Cash-strapped East St. Louis joins Illinois pension intercept list
The fiscally embattled city of East St. Louis — which spent years under state oversight — is the latest Illinois local government that may face loss of its state revenue after falling short on its public safety pension payments.
The East St. Louis Firefighters Pension Fund submitted a diversion request for $2.2 million to Illinois Comptroller Susana Mendoza’s office on Sept. 17. “There is an amount due to the pension fund because the city failed to contribute the statutory minimum,” the claim says. “The city of East St. Louis has chronically underfunded the East St. Louis Firefighters pension fund.”
The state Department of Insurance’s actuarial valuation reported the pension plan at just 11% funded at the end of fiscal 2018. The city has not conducted its own actuarial reports for 2015, 2016 and 2017, according to the claim.
The claims cover shortages on payments due in fiscal 2017 and 2018. The fund board approved the diversion request at a meeting Sept. 16 during which the city appeared but did not contest it, according to the claim.
The city did not return a request for comment on whether it would contest the intercept request and what impact the loss of funds would have on the city, which reported a nearly $4 million deficit last year and is facing a gap this year. The comptroller allows for a 60-day protest period and then makes a determination if the claim is valid before sending any funds.
The city's police pension fund is also expected as soon as later this month to approve an intercept request.
Pension funds that represent public safety workers in Harvey and North Chicago as well as all four of Chicago’s pension funds have sought to garnish the local municipality’s share of state tax funds — in Chicago’s case its state grants — since the comptroller put in a place an intercept process. The diversion began early last year to comply with state pension law changes, according to comptroller's office spokesman Abdon Pallasch.
The Illinois Municipal Retirement Fund, which covers non-public safety workers outside Chicago and Cook County, also has used the law on a handful of municipalities behind on their contributions. North Chicago’s claims were paid. Harvey settled a legal dispute with its firefighter and police funds in a deal that gave the two funds a smaller share of their requests.
Chicago is challenging several of the claims and is locked in a legal dispute over whether it is required to make up the difference between taxes levied to cover the contribution and what’s collected.
East St. Louis, just across the Mississippi River from St. Louis, Missouri, has struggled for decades with a dwindling tax base, the loss of population and poor tax collections. The city sought out the distressed designation for home rule units of government in 1990 and it came under fiscal oversight of a special board.
The city was freed from two decades of state oversight in 2013 after paying down its 1994 debt issued under the Financially Distressed City Assistance Program. It met fiscal targets including balanced budgets to exit oversights, but has struggled since and began falling into the arrears on pension contributions. In 2015, the public safety pension funds filed a lawsuit against the city but the lawsuit stalled.

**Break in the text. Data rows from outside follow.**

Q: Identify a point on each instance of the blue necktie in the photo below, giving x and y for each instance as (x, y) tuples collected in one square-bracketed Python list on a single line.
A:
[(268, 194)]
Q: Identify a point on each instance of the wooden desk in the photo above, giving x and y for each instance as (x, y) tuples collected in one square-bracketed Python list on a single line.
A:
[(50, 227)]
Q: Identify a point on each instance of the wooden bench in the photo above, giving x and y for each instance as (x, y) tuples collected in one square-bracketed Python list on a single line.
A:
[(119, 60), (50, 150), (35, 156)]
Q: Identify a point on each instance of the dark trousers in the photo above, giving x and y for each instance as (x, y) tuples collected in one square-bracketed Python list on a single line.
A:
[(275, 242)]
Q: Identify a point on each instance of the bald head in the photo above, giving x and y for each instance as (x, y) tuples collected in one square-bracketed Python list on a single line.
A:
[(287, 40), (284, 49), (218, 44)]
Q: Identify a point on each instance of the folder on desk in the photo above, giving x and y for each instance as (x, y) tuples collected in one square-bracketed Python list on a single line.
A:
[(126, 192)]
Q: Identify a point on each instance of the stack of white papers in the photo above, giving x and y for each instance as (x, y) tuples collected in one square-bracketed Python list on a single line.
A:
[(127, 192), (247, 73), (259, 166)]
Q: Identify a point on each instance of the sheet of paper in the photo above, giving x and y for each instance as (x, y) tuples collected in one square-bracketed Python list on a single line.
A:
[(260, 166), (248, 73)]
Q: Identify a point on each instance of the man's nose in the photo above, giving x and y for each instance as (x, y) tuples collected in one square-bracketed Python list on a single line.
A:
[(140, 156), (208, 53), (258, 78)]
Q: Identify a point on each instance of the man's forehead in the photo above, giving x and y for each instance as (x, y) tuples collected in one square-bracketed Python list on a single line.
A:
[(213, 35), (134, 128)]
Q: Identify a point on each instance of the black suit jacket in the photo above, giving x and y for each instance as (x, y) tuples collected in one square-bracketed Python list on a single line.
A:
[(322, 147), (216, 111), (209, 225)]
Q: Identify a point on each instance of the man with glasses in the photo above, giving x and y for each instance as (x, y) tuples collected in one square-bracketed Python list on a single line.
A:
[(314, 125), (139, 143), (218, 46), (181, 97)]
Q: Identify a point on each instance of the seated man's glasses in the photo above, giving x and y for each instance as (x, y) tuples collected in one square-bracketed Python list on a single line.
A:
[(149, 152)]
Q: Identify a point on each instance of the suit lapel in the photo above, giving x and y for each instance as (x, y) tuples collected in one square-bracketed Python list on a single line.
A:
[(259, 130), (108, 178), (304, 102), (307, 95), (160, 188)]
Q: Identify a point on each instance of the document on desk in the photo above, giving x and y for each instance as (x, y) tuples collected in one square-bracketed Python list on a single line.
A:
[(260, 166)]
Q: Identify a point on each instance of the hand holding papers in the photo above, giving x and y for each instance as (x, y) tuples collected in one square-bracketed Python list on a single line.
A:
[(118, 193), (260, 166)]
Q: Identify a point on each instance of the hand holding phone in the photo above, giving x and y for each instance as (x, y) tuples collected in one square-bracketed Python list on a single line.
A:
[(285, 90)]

The city is far behind on its publication of formal audits. The last annual financial report and annual report submitted to the state comptroller by East St. Louis was for fiscal 2016 and it wasn't submitted until last month, according to the comptroller's office.
East St. Louis’ pension woes underscore the need for state intervention as Gov. J.B. Pritzker’s pension consolidation task force is weighing a minor fix that could cut some investment and management costs for the roughly 650 suburban and downstate public safety pension costs through some form of consolidation.
Their collective unfunded pension tab for grew by $1 billion to $11 billion in fiscal 2017, with the funded ratio recording its first decline since 2010, according to the latest figures submitted by the funds to the Department of Insurance. The collective ratio of 55.47% is down from 57.58%, according to the 2019 report published last month by the non-partisan Commission on Government Forecasting and Accountability, based on 2017 results.
Legislation could be submitted to the General Assembly during its late October veto session. Legislative sources say any proposal is not expected to at least initially include Chicago, as Mayor Lori Lightfoot has requested.
“Right after taking office, the Governor asked a group of experts and stakeholders to come together on a potential agreement and solution, and he’s pleased that they’ve made significant progress. He looks forward to reviewing their findings” on the suburban and downstate funds, Pritzker spokeswoman Emily Bittner said. The task force could then asked to explore additional options that could include Chicago.
Consolidation faces uncertain prospects. The Illinois Municipal League supports it but the Illinois Public Pension Fund Association warns of the risks of liquidation and reinvestment that would occur and believes some local funds will be opposed. “I would have serious doubts of whether there’s the political support to force something through without buy in from the two groups,” said one legislative aide.
Some researchers and municipal participants feared the pension intercept legislation would set off a flood of requests as hundreds of public safety funds have reported payment shortfalls. Sources say a handful of additional requests are expected, but the flood has yet to come to fruition. The intercept also has sparked worries that bondholders’ legal claims will fall behind pensioners as distressed governments try to preserve funding for critical services.